The National Gallery in London announced Monday that it will remove the name of one of its largest donors, the Sackler family, from its walls; meanwhile, the Solomon R. Guggenheim Museum in New York has already dropped the Sackler name, though without an announcement. The museums’ actions follow prolonged calls for cultural institutions to disengage from the pharmaceutical magnates.

Room 34, an exhibition space in the National Gallery that bore the Sackler name for three decades, houses a collection of paintings by British artists active in the 17th and 18th centuries; it has been stripped of signage linked to the family. The Sacklers were similarly removed as namesakes of the Guggenheim’s Center for Arts Education, Artnet reported Monday.

The National Gallery news was announced via a joint statement issued by the museum and the Dr. Mortimer and Theresa Sackler Foundation—the family’s UK charitable organization. In a statement, the museum and foundation said the two entities agreed that the “naming of Room 34 as the Sackler Gallery should come to an end.”

While the Guggenheim initially issued no statement, a museum spokesperson confirmed the decision to Artnet. “The Guggenheim and the Mortimer D. Sackler family have agreed to rename the arts education center. We believe this decision is in the best interest of the museum and the vital work it does,” they said.
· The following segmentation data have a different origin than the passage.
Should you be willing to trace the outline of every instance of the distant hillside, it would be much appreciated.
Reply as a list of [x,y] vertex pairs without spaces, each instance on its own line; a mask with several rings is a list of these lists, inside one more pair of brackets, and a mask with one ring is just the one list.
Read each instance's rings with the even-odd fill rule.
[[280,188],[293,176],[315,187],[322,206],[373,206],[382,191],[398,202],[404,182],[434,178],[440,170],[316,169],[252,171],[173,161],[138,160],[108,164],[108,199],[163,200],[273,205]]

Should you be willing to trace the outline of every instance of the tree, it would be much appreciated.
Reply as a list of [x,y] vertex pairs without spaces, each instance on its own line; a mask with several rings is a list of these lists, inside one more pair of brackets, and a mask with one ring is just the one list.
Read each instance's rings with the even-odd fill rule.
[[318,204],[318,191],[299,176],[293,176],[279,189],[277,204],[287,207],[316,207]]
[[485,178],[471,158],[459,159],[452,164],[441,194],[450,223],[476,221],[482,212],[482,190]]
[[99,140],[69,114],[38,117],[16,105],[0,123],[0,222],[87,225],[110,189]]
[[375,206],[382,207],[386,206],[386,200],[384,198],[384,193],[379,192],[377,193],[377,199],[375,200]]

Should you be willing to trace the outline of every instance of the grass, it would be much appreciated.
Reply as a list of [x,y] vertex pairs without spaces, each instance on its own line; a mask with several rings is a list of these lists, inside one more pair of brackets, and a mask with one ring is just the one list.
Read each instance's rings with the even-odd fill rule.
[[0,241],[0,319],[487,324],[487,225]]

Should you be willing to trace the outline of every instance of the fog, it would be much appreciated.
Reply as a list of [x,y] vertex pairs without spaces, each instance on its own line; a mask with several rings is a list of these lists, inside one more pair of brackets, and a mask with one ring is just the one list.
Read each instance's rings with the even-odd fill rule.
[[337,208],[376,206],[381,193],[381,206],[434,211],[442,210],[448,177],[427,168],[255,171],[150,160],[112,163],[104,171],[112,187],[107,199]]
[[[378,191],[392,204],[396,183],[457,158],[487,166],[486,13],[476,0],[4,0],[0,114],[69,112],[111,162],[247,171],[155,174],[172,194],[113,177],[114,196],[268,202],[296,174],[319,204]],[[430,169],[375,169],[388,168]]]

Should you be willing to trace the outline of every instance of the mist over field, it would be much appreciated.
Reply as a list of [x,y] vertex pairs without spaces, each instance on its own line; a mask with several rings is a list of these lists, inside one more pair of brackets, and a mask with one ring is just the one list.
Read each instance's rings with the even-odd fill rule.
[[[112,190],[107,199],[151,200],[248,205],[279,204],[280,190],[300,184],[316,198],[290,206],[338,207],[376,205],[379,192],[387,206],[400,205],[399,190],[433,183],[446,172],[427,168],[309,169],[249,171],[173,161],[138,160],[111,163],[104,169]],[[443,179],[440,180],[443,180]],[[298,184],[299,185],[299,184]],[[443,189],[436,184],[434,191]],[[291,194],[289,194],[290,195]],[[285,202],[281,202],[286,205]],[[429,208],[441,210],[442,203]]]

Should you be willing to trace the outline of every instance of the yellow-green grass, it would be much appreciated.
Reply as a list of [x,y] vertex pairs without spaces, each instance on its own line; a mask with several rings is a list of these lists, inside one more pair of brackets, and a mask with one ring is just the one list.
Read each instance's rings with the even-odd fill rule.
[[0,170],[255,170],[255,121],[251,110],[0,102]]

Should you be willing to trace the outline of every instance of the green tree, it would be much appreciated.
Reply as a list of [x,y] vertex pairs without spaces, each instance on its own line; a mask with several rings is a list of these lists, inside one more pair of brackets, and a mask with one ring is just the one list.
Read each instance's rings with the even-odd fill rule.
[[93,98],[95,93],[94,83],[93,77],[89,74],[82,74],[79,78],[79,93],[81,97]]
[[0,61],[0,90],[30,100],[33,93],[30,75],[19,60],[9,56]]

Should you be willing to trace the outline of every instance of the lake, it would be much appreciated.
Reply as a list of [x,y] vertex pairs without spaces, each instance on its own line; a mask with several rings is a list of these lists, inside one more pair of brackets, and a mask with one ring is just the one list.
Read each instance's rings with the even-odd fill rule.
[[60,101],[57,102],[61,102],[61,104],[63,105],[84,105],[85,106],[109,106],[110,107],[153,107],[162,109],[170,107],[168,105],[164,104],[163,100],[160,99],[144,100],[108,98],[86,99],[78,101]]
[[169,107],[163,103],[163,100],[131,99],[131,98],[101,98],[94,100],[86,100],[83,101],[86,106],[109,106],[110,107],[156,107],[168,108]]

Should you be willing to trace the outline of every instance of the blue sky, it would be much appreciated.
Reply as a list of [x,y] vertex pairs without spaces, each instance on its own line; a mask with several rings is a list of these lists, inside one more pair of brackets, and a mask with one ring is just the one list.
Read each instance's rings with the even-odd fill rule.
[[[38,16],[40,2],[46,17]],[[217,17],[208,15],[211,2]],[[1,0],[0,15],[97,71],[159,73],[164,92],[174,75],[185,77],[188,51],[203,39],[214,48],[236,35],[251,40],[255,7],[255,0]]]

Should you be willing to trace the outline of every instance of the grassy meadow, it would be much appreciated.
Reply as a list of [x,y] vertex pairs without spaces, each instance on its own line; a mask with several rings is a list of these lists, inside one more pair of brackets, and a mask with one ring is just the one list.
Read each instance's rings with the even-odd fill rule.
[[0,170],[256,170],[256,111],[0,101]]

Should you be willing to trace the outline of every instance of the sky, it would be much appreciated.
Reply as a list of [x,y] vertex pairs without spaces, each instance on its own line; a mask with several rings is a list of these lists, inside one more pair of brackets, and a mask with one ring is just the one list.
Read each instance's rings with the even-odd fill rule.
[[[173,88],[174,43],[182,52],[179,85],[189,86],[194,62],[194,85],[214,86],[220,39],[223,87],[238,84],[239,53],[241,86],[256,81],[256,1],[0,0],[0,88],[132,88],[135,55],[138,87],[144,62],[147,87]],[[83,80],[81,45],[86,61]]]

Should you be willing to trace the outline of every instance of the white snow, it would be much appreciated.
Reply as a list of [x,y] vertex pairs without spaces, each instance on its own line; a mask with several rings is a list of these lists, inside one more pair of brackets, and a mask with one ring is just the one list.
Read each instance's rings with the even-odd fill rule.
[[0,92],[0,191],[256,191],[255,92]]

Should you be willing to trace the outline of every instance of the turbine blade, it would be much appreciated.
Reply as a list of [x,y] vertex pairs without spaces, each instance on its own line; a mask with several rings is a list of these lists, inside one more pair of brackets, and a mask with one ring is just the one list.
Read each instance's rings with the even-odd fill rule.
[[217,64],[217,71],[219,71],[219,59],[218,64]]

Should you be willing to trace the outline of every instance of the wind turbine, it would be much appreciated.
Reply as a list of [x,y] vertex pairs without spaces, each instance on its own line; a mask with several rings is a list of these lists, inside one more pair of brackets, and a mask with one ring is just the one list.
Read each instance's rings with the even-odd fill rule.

The National Gallery and the Guggenheim now join a growing number of prestigious museums to have discarded the Sackler name after Purdue Pharma, the family’s company and the maker of OxyContin, was accused of exacerbating the U.S. opioid crisis that led to a record number of overdose deaths in 2021.  Members of the Sackler family have denied any wrongdoing, though they have been embroiled in lawsuits across the United States.

Tate, the Serpentine Galleries, the British Museum, the Metropolitan Museum of Art in New York and the Musée du Louvre have all removed the Sackler name from their galleries and buildings.

The latest move could raise pressure on the Victoria and Albert Museum in London, which opened a courtyard named for the Sacklers in 2017, following a $9.9 million gift from members of the family.

A spokesperson for the National Gallery said the museum is “grateful for the support it has received from the foundation to undertake its educational and collection-related programmes.”

In March, Purdue Pharma reached a $6 billion legal settlement with a cohort of eight US states to resolve a slew of civil suits alleging that the OxyContin producer fueled the opioid epidemic. The deal, which was reached after several weeks in private mediation, will see the company dissolved or sold by 2024.

The settlement, which is still stuck in legal complications, requires that museums seeking to remove the Sackler name from their galleries must give the donors 45 days’ notice.